The new tax bill adds more damage to hurricane-battered Puerto Rico. If Hurricane Maria did not finish off Puerto Rico, then this bill will ensure that the devastated economy will be further decimated.
The problem with Puerto Rico is that it’s foreign in a domestic sense. The U.S. tax code treats Puerto Rico as a foreign jurisdiction for tax purposes. So corporations formed in Puerto Rico are treated as foreign corporations, and income derived from Puerto Rico is ordinarily treated as foreign source income. Prior to the tax bill, that status could have been advantageous for companies. Now they’ll have to think twice about locating their business in Puerto Rico, as the tax bill includes a new 12.5 percent tax on profits derived from intellectual property held by foreign companies. Indeed, this may compel corporations to leave Puerto Rico and move their businesses overseas. Particularly, pharmaceutical and medical device industries, which represent a big chunk of employment in Puerto Rico.

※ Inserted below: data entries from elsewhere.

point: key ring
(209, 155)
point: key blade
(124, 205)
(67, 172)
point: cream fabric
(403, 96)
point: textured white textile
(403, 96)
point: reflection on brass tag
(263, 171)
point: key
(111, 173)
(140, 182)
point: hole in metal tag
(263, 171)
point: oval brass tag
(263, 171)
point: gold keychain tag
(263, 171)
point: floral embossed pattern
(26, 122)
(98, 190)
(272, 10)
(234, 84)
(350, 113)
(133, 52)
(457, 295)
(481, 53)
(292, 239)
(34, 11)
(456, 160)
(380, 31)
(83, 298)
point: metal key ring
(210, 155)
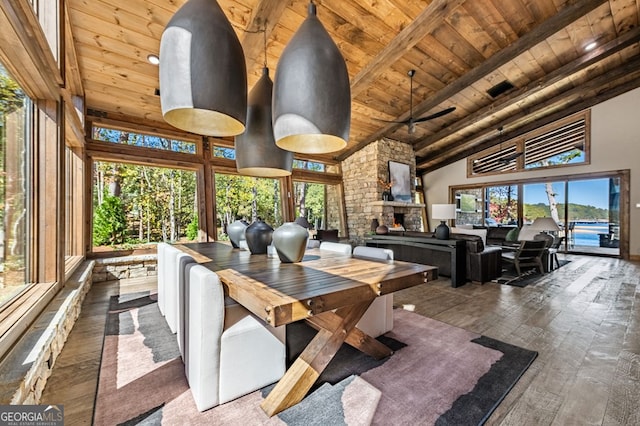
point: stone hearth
(363, 194)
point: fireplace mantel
(397, 204)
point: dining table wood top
(330, 291)
(281, 293)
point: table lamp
(443, 212)
(545, 224)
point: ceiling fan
(412, 121)
(506, 159)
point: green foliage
(109, 222)
(238, 196)
(11, 96)
(159, 202)
(192, 228)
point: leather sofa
(482, 263)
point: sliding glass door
(594, 216)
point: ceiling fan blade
(436, 115)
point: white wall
(615, 145)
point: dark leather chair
(553, 253)
(529, 253)
(327, 235)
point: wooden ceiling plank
(458, 45)
(264, 18)
(603, 88)
(24, 42)
(423, 25)
(559, 74)
(625, 14)
(473, 33)
(517, 15)
(532, 38)
(72, 74)
(490, 19)
(85, 30)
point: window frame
(517, 146)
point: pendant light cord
(264, 32)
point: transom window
(560, 144)
(125, 137)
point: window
(135, 204)
(560, 144)
(309, 199)
(106, 134)
(309, 165)
(224, 152)
(502, 205)
(589, 209)
(15, 139)
(244, 197)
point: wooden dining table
(330, 291)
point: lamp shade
(203, 78)
(443, 211)
(312, 96)
(256, 151)
(544, 224)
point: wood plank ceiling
(459, 48)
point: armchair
(528, 253)
(229, 351)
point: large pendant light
(256, 151)
(312, 96)
(203, 78)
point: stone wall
(363, 193)
(26, 368)
(119, 268)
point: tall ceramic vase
(290, 241)
(235, 231)
(258, 236)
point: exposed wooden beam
(550, 79)
(25, 52)
(443, 157)
(73, 78)
(551, 26)
(265, 17)
(432, 16)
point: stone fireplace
(361, 173)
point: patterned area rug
(438, 374)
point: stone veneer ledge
(363, 193)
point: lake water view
(587, 234)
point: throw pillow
(512, 235)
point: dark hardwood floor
(583, 319)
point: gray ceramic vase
(290, 241)
(258, 236)
(235, 231)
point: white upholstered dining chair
(379, 317)
(229, 351)
(335, 247)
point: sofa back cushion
(482, 233)
(512, 235)
(473, 242)
(526, 233)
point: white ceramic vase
(290, 241)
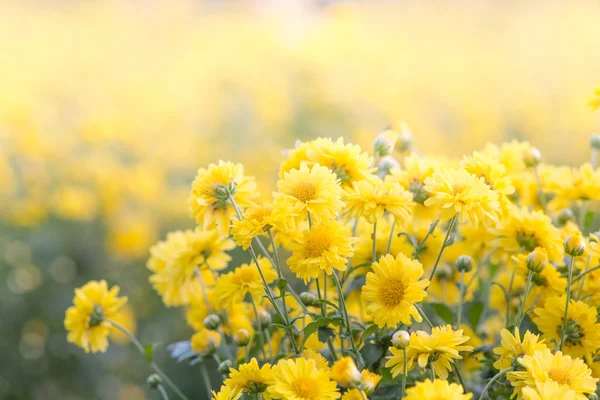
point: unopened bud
(212, 322)
(537, 260)
(464, 263)
(574, 244)
(401, 339)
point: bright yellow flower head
(543, 366)
(373, 197)
(234, 286)
(250, 378)
(582, 337)
(443, 346)
(436, 390)
(175, 260)
(86, 321)
(392, 290)
(300, 379)
(513, 347)
(457, 191)
(315, 191)
(324, 247)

Adding another blow to the Puerto Rican economy is another new tax written into the bill, which imposes a tax on products made in Puerto Rico and exported to the United States. Puerto Rican products will now be subject to a 20 percent tax on goods, coming into the United States—its major export market since they are unable to fully participate in the global arena by being a territory.

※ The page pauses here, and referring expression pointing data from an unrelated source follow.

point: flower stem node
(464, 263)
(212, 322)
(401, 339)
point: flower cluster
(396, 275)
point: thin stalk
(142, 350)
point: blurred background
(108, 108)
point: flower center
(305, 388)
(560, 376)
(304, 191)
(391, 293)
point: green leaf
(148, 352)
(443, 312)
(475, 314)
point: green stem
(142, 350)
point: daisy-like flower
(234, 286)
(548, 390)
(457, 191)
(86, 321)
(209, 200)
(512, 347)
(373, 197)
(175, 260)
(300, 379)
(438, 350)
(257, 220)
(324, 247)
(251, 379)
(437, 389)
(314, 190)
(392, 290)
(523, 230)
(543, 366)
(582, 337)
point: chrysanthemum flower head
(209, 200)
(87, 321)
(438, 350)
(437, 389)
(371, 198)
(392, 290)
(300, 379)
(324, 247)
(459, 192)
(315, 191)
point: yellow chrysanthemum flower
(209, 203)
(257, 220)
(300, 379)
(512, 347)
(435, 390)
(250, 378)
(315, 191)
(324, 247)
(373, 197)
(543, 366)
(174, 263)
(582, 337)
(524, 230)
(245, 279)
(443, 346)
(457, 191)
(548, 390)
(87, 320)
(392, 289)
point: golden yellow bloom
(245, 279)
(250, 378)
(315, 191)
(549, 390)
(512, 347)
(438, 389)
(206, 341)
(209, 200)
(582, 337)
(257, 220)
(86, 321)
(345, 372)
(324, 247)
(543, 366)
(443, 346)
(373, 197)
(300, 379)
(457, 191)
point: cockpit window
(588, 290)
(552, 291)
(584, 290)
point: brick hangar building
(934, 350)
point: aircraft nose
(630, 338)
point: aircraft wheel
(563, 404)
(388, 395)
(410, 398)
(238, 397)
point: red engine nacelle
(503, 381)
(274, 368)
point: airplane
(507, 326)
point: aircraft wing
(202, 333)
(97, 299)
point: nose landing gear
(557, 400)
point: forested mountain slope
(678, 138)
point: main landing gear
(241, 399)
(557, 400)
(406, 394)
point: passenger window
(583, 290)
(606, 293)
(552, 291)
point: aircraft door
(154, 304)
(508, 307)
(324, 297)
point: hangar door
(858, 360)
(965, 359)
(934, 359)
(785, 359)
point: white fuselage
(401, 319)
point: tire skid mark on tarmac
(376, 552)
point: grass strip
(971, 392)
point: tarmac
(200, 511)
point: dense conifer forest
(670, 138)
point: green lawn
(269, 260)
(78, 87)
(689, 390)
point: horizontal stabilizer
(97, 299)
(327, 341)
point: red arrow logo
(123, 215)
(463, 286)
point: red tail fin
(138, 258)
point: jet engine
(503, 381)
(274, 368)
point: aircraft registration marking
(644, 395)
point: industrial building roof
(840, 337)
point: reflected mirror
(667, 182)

Let’s not forget the Jones Act (my previous post), which imposes a 40 percent markup on products coming into Puerto Rico, and restricts foreign shippers. The language of convenience strikes again — the new tax bill cements Puerto Rico as foreign, yet in that same vein, foreign vessels are not allowed to ship directly to Puerto Rico. If that doesn’t scream colonialism, I don’t know what does. Simply put, Puerto Rico is screwed.